The Services are business services and are not directed to children under 18. We do not knowingly collect personal information directly from children under 18 through the Services.

Cross-Border Processing

The Services are operated from the United States and offered to customers in the United States and Canada. Information is stored in the United States. Information may also be processed or accessed in the United States and, where applicable, from other jurisdictions where our service providers operate, subject to appropriate safeguards and applicable agreements. By using the Services, you understand that information may be transferred to, processed in, and stored in the United States.

U.S. State Privacy Law Context

We recognize that certain U.S. states, including California, provide privacy rights to residents under applicable law. In many cases, however, SwipeSense provides the Services to customer organizations and handles personal information on their behalf as a service provider or processor. Certain state-law rights may not apply, or may apply differently, to organization-managed account data, employment-related information, or information we process solely on behalf of a customer organization. For information associated with organization-managed accounts, privacy requests should generally be directed first to the applicable customer organization. Where we are required to respond directly under applicable law, we will do so in accordance with our legal obligations, our contractual commitments, and any applicable exceptions.

Your Choices and Rights

Depending on your relationship with us, your organization's role, and applicable law, you or your organization may have the ability to access, correct, update, or request deletion of certain information.
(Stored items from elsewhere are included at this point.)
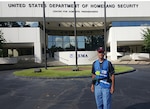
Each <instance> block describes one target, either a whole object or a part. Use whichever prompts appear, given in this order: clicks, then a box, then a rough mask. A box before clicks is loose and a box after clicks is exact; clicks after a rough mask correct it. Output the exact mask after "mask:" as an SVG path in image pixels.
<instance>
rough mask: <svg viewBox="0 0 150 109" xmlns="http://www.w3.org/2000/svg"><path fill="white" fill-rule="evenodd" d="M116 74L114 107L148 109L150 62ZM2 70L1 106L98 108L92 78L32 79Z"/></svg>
mask: <svg viewBox="0 0 150 109" xmlns="http://www.w3.org/2000/svg"><path fill="white" fill-rule="evenodd" d="M131 66H132V67H134V68H135V69H136V71H135V72H132V73H127V74H122V75H117V76H116V82H115V83H116V86H115V93H114V94H113V95H112V109H149V107H150V87H149V83H150V79H149V78H150V73H149V71H150V65H131ZM14 71H15V70H7V71H0V83H1V87H0V101H1V102H0V109H96V104H95V99H94V94H93V93H91V91H90V85H91V78H74V79H73V78H70V79H31V78H21V77H15V76H13V74H12V72H14Z"/></svg>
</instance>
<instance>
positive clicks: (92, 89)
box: [91, 84, 94, 92]
mask: <svg viewBox="0 0 150 109" xmlns="http://www.w3.org/2000/svg"><path fill="white" fill-rule="evenodd" d="M91 92H94V85H93V84H92V85H91Z"/></svg>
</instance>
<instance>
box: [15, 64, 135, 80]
mask: <svg viewBox="0 0 150 109" xmlns="http://www.w3.org/2000/svg"><path fill="white" fill-rule="evenodd" d="M114 67H115V73H121V72H124V71H129V70H133V68H132V67H129V66H122V65H116V66H114ZM73 68H74V66H61V67H48V69H47V70H45V69H44V68H41V69H42V72H39V73H35V72H34V69H26V70H21V71H16V72H14V75H15V76H25V77H45V78H63V77H79V76H91V66H79V71H72V69H73Z"/></svg>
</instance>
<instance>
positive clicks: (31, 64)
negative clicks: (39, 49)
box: [0, 60, 150, 71]
mask: <svg viewBox="0 0 150 109" xmlns="http://www.w3.org/2000/svg"><path fill="white" fill-rule="evenodd" d="M111 62H112V64H119V65H121V64H122V65H135V64H137V65H139V64H142V65H149V64H150V61H133V60H132V61H111ZM62 65H65V64H64V63H62V62H59V61H56V60H53V61H52V60H51V61H48V62H47V66H48V67H49V66H62ZM44 66H45V63H44V62H43V63H41V64H38V63H34V62H24V63H23V62H22V63H17V64H10V65H7V64H6V65H0V71H1V70H13V69H28V68H39V67H44Z"/></svg>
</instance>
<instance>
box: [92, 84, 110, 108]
mask: <svg viewBox="0 0 150 109" xmlns="http://www.w3.org/2000/svg"><path fill="white" fill-rule="evenodd" d="M94 93H95V100H96V104H97V109H111V93H110V89H109V88H102V87H101V86H100V85H99V84H98V85H95V91H94Z"/></svg>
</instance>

Individual workforce users accessing the Services through a customer organization may have more limited direct rights from SwipeSense than a consumer in a direct-to-consumer relationship. In many cases, we act as a service provider or processor on behalf of customer organizations, so requests relating to organization-managed data should be directed first to the applicable organization. For personal information that SwipeSense controls directly, such as certain website, marketing, recruiting, billing, or business contact information, you may contact us at support@swipesense.com and we will review and respond as required by applicable law. We may need to verify your request, coordinate with the relevant customer organization, or deny the request where an exemption or other lawful basis applies.

Changes to This Policy

We may update this Policy from time to time to reflect changes in law, technology, business operations, or the Services. When we do, we will post the revised Policy on this page and update the revision date above. Where appropriate, we may also provide notice through the Services or by email. Continued use of the Services after the effective date of an updated Policy constitutes acknowledgment of the updated Policy.

Responsible Disclosure of Security Vulnerabilities

SwipeSense is committed to maintaining the security and integrity of our systems and Services. If you discover a security vulnerability or potential risk within any SwipeSense.com domain or associated service, we encourage you to report it responsibly. Please contact our security team at security@swipesense.com. We request that you provide a detailed description of the issue, including steps to reproduce if possible, and allow us a reasonable time to investigate and resolve the matter before public disclosure. SwipeSense is SOC 2 compliant, and we take all vulnerability disclosures seriously to ensure continued trust and protection of our user data.